Problems with BFIA today. TCR, which made up 26% of NAV, was 3IN's biggest investment. A new investment (Lefdal Mine Datacenter in Norway) and debt repayment have been made with the proceeds, leaving 200 million in net cash for share buybacks or other investments. With a dividend yield of 3.7%, the shares are currently trading at an 11% discount to NAV.

Following a foolish attempt to merge with the Renewables Infrastructure Group, another trust managed by the same manager, sentiment toward HICL Infrastructure (LSE: HICL) has not improved.
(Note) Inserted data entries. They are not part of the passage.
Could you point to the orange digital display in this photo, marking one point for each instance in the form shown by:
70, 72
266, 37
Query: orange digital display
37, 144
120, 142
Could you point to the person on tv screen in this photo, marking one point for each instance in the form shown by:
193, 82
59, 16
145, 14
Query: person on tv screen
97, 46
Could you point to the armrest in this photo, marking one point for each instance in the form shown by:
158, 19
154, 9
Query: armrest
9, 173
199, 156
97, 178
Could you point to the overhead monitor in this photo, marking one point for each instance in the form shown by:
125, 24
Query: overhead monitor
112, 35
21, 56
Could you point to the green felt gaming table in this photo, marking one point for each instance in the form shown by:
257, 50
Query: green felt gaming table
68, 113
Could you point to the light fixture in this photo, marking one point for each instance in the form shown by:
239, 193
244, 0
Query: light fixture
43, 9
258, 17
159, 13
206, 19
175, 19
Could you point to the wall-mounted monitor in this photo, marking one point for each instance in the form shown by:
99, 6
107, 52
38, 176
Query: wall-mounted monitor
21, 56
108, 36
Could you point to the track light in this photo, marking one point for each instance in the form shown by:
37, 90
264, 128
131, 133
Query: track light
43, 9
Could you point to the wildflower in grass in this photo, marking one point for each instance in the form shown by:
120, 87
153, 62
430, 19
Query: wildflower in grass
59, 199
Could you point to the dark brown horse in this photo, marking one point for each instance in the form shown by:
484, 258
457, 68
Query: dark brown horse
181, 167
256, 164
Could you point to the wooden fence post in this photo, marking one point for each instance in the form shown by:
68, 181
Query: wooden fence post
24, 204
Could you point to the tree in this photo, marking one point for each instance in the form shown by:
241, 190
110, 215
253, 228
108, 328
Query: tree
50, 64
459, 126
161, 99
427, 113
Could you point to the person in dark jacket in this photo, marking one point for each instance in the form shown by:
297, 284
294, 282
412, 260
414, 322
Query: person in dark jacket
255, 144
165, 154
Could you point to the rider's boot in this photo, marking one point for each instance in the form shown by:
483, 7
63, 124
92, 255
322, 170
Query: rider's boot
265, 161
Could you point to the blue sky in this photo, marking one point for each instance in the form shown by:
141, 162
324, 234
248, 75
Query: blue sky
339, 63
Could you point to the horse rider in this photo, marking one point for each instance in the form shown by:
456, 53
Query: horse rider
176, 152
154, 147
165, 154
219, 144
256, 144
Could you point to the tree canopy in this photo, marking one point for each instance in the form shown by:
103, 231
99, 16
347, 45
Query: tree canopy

The shares still yield 6.5% and trade at a 19% discount to NAV.

HICL recently sold its French A63 motorway stake for 311 million, which is 21% more than book value. Its choice to reinvest £52 million to boost its ownership of Cross London Trains, which owns the rolling stock for the Thameslink network, instead of using it all to repurchase shares has drawn criticism from some analysts. Nonetheless, this appears to be a low-risk investment in a well-known asset at a discounted price, and there is still plenty of room for buybacks with the available funds.

Despite the strong results reported by International Public Partnerships (LSE: INPP), the shares continue to yield 6.4 percent and trade at a 12 percent discount. Although INPP has a solid track record in major projects like the Tideway super sewer beneath the River Thames, Cadent gas distribution, and North Sea energy-transmission assets, investors may be alarmed by its 254 million commitment to invest in the Sizewell C nuclear power station.

With a 9% discount and a yield of 3.7%, Pantheon Infrastructure (LSE: PINT) seems more costly than its competitors. Nevertheless, its investment return of more than 14 percent in 2025 was the highest. The trust made a new investment in Intersect, which was swiftly followed by the sale of some of Intersect's assets to Alphabet. This was the trust's first disposal since listing in 2021. It also sold its share in the US power company Calpine. For the first time, the maturing portfolio paid the dividend in full.